Getting Over the Distance Between Us

by Jerry Martien

This piece was originally published in Home! A Bioregional Reader, edited by Van Andruss, Christopher Plant, Judith Plant, and Eleanor Wright, New Society Publishers, copyright 1990.

Sometimes I think it’s true that territory
Is only how far we’re willing to go
To get to the girl or boy next door.
Geography really all we have to talk about.
I want you the names of three rivers, I say.
She mentions softly two ranges of mountain.
Over the hugest most western rock, I complain.
She answers with ocean, tides, storms, miles of sand. 
I’m reminded of the fault between us.
Of the ups and downs of differently shifting plates.
The tendencies of continents to drift apart.
She is unmoved.
Though again and again I fold my maps, go home 
To be among familiar birds and flowers 
She knows what latitude and longitude 
I’m set on.
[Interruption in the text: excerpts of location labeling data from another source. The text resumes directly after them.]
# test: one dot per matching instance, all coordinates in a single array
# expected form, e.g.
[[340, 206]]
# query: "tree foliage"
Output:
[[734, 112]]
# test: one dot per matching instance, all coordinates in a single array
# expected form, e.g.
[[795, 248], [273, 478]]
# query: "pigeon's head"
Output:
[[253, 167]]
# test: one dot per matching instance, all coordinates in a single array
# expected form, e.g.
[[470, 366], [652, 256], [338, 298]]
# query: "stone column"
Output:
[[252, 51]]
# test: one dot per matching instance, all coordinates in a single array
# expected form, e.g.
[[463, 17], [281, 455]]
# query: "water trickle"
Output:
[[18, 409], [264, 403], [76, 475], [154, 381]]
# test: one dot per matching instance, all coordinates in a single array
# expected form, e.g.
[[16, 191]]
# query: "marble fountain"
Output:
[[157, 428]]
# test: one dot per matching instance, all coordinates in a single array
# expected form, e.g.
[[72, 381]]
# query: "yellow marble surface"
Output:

What long-sought passage.
The trail of abandoned lives and furniture
That follows the heart of discovery.
Another life. Another country.
It always begins at the border.

Jerry Martien (b. 1939) is a poet, teacher, and carpenter based in Eureka, California. He’s published several books of poetry and on money and culture, and edited various bioregional publications. He taught Creative Writing at Humboldt State University and participated in California’s Poets-in-the-Schools program. He’s also worked to preserve and restore the coastal sand dunes near Eureka.